Validate Redhat Fixed Vulnerabilities in FortiSIEM

  1. From the Vulnerability scanner report, find a CVE number on vulnerability and search for the number in the Redhat database.
  2. Perform the following steps if Redhat provides a patch (Security Errata):
    1. SSH to the FortiSIEM instances and the check installed packages.

      Example: search for CVE-2017-9798 in the Redhat database.

    2. Click CVE-2017-9798 and check the Redhat security errata for Red Hat Enterprise Linux 6. See the following table.

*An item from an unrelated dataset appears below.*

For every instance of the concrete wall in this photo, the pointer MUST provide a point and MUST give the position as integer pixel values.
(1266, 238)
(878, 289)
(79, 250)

      Red Hat Security Errata

      Platform

      Errata

      Release Date

      Red Hat JBoss Enterprise Application Platform 6.4

      RHSA-2017:3239

      2017-11-16

      Red Hat Software Collections for Red Hat Enterprise Linux 6 (httpd24-httpd)

      RHSA-2017:3018

      2017-10-24

      Red Hat Enterprise Linux Extended Update Support 6.7 (httpd)

      RHSA-2017:3195

      2017-11-13

      Red Hat Enterprise Linux Extended Update Support 7.2 (httpd)

      RHSA-2017:3193

      2017-11-13

      Red Hat JBoss Web Server

      RHSA-2017:3114

      2017-11-02

      Red Hat JBoss Enterprise Web Server 2 for RHEL 7 Server

      RHSA-2017:3113

      2017-11-02

      Red Hat JBoss Enterprise Web Server 2 for RHEL 6 Server (httpd)

      RHSA-2017:3113

      2017-11-02

      Red Hat Enterprise Linux 6 (httpd)

      RHSA-2017:2972

      2017-10-19

    3. Click the RHSA-2017:2972 link, open the Updated Packages tab, and note the packages that are updated.

    4. SSH to the FortiSIEM instance and find installed httpd packages (based on the example) by running the rpm -qa | grep -i httpd command:

    5. Check the installed httpd package change log to find the CVE-2017-9798 fixes by running the rpm -q --changelog httpd | less command:

    6. In the above example, the CVE-2017-9798 patch is already available in FortiSIEM.

Mitigating Found Vulnerabilities

If the CVE number does not exist in the changelog, then follow these steps to perform a FortiSIEM OS update:

  1. If the CVE number is not included in the changelog list or the installed package is an older version, perform a FortiSIEM OS update. See FortiSIEM - OS Update Lifecycle.
  2. After the FortiSIEM OS update, repeat Step #2 in the previous section, Validate Redhat Fixed Vulnerabilities in FortiSIEM.
  3. Contact FortiSIEM support if the CVE number is not listed in the changelog after the OS update.